Pourquoi une semaine dans un hôpital psychiatrique était un cadeau

Je peux remonter à ma première attaque de panique jusqu'à une semaine après le décès de ma mère en 2009. J'ai décidé que je devais partir après avoir tout laissé tomber dans ma vie (y compris mon travail) pour prendre soin d'elle pendant un an, alors qu'elle se battait pour son deuxième tour. du cancer du sein. C'était mon premier voyage seul et ça allait bien jusqu'à ce que je décide de prendre un taxi pour aller faire du shopping à Playa, au Mexique. Quelque chose m'a dit qu'il était trop dangereux de le faire seul. Alors que j'attendais le taxi, j'ai commencé à transpirer et me suis immédiatement senti si mal à l'aise, comme si j'allais vomir. J'ai supposé que c'était quelque chose que j'avais mangé, ou peut-être que j'avais accidentellement bu la mauvaise eau mexicaine.

Je n’ai plus fait cette expérience jusqu’à ce que j’ai commencé à voyager beaucoup pour le travail en 2011 et en 2012. Presque chaque fois que je partais, je finissais par être «malade» à mon hôtel ou en naviguant dans les ridicules pirogues du New Jersey. Une fois, j'ai dû rentrer tôt chez moi de Floride et j'ai décidé de comprendre ce qui se passait..

Tous mes tests ont été effectués par mon gastro-entérologue, et tout ce qu'ils ont pu me dire, c'est que j'avais un intestin qui fuyait et une inflammation à l'estomac. Ils m'ont rapidement donné un médicament contre le reflux acide et m'ont envoyé sur mon chemin.

J'ai essayé toutes les méthodes holistiques pour contrôler mon anxiété. J'ai fait des exercices de respiration profonde, bu du thé et essayé de méditer. Je suis même allé dans un endroit qui connecte votre cerveau à un ordinateur pendant une heure pour essayer de changer vos habitudes. J'ai pris tous les suppléments censés contribuer à l'anxiété. Je suis allé voir un acupuncteur, un médecin naturopathe, une thérapie et de nombreux autres endroits pour chercher de l'aide. J'ai aussi changé radicalement mon alimentation.

À partir de là, tout allait bien pour Noël, mais en janvier, tout a commencé à s'effriter. Je devenais nerveux et malade chez moi, qui était mon refuge. Ça ne s'arrêterait pas. J'étais dans un état de panique constant et je ne pouvais pas dormir, manger ou même fonctionner.

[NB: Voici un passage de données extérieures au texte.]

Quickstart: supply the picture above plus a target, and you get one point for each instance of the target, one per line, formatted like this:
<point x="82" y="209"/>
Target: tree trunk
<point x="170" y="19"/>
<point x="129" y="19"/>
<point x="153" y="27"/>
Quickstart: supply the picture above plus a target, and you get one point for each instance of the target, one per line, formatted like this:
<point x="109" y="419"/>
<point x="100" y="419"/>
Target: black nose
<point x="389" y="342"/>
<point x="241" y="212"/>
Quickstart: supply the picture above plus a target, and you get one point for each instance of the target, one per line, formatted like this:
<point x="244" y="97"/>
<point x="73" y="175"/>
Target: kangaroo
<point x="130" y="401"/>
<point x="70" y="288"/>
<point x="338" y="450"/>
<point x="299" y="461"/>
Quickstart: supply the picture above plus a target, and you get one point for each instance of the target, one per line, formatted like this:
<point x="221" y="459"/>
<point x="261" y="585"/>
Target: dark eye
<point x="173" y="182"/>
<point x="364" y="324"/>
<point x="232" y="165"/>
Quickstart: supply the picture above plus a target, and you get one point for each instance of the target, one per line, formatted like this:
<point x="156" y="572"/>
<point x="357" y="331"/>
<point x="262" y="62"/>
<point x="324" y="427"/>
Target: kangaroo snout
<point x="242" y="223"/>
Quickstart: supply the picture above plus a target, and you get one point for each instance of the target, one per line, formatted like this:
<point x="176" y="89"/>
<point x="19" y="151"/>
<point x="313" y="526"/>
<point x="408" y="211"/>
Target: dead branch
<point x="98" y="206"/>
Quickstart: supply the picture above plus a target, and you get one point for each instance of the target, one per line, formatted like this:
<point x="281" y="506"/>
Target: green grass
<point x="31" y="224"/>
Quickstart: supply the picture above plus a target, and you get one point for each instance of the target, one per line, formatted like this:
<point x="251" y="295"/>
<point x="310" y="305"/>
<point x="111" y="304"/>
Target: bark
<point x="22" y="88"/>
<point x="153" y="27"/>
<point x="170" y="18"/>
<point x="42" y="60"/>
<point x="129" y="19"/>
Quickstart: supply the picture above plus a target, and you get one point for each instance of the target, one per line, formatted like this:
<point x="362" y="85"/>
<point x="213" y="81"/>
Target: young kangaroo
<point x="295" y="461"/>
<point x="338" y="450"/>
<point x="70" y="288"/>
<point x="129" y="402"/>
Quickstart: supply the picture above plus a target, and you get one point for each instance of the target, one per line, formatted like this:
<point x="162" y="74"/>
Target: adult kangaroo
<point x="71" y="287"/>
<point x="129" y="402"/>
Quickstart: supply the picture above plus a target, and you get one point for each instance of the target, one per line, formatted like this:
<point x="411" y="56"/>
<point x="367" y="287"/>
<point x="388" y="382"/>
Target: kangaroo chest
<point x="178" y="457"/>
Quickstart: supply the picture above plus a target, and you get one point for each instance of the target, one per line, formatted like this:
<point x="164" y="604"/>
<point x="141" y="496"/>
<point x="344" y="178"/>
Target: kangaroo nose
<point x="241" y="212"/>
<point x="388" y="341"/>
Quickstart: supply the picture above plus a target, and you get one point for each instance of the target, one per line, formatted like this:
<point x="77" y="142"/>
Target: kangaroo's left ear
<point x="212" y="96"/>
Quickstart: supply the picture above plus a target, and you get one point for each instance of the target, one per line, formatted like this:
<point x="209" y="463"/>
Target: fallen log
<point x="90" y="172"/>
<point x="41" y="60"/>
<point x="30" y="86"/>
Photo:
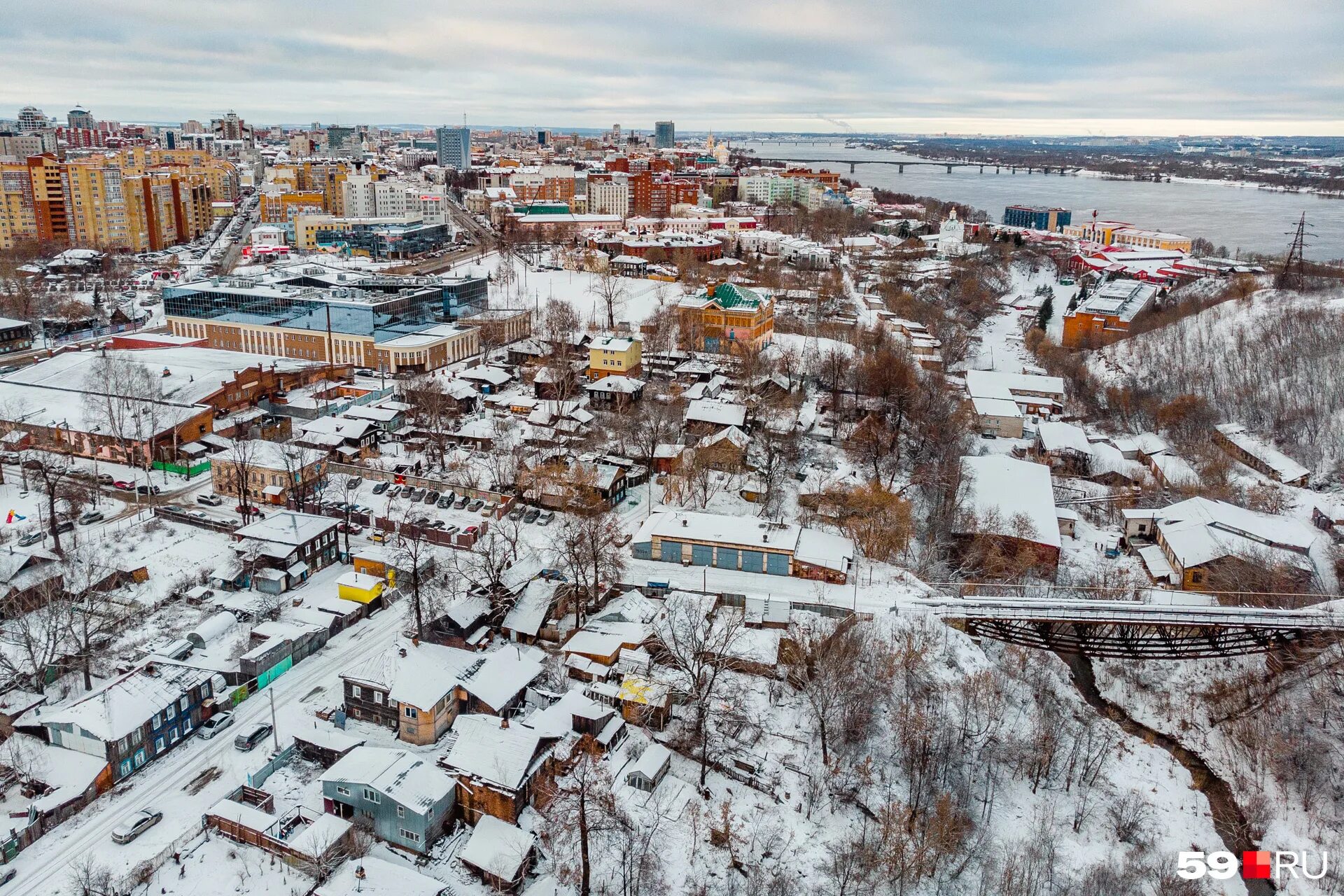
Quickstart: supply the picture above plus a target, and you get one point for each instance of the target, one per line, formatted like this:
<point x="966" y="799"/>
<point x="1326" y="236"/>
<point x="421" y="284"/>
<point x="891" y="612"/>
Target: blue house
<point x="134" y="718"/>
<point x="405" y="796"/>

Je suis allé aux urgences plus souvent que je ne souhaite l'admettre, pensant que j'étais en train de subir une crise cardiaque ou de mourir. Ils ne pouvaient vraiment pas m'aider, mais ils me donnaient un IV et un Ativan et me renvoyaient chez moi.

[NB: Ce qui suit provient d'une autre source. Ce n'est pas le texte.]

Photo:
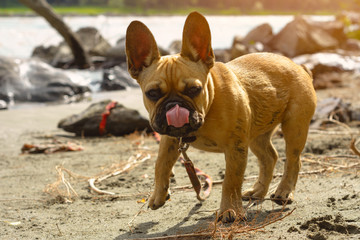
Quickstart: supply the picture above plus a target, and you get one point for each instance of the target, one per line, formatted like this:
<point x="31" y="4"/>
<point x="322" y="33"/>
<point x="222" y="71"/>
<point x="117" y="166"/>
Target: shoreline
<point x="107" y="11"/>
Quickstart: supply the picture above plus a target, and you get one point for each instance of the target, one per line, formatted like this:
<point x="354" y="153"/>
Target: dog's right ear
<point x="141" y="48"/>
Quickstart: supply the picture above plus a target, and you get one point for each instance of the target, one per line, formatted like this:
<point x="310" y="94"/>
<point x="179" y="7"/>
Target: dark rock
<point x="61" y="55"/>
<point x="302" y="36"/>
<point x="320" y="63"/>
<point x="121" y="121"/>
<point x="254" y="41"/>
<point x="117" y="78"/>
<point x="34" y="80"/>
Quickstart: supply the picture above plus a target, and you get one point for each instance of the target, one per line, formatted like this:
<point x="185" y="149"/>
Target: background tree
<point x="42" y="8"/>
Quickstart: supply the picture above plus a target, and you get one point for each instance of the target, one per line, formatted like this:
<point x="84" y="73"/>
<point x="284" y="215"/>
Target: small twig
<point x="132" y="162"/>
<point x="59" y="229"/>
<point x="353" y="147"/>
<point x="137" y="214"/>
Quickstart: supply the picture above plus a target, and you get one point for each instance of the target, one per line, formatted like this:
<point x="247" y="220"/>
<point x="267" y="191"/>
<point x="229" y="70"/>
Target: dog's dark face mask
<point x="175" y="88"/>
<point x="176" y="117"/>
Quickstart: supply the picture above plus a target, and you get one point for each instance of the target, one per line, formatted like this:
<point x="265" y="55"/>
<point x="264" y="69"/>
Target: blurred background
<point x="40" y="64"/>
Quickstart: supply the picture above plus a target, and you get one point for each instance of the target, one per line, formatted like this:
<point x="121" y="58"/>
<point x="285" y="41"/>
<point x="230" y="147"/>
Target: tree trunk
<point x="42" y="8"/>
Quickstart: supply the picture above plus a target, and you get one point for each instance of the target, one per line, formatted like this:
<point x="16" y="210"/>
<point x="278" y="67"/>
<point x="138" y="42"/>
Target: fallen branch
<point x="230" y="231"/>
<point x="132" y="162"/>
<point x="331" y="168"/>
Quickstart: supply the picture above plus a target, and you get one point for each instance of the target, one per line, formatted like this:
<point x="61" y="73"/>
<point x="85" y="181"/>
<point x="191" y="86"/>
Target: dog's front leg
<point x="231" y="203"/>
<point x="168" y="154"/>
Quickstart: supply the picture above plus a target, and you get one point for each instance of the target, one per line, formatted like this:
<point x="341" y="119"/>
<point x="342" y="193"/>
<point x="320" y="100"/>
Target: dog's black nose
<point x="170" y="105"/>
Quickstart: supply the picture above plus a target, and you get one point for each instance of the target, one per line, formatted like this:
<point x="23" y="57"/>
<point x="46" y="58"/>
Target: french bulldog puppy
<point x="219" y="107"/>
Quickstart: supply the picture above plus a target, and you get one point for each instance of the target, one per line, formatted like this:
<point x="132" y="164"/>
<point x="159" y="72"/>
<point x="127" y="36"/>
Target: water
<point x="19" y="35"/>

Au cours des trois mois suivants, mon poids est devenu si bas que j'ai dû prendre des liquides intraveineux car mon anxiété était si grande que je ne pouvais pas manger. J'ai dû passer la nuit à l'hôpital une fois pour pouvoir me nourrir à nouveau dans des conditions presque normales. J'étais terrifiée et je ne voulais pas admettre que j'avais un problème qui n'avait rien à voir avec physique. Comment avouez-vous que c'est votre cerveau qui cause toutes ces horribles maladies physiques?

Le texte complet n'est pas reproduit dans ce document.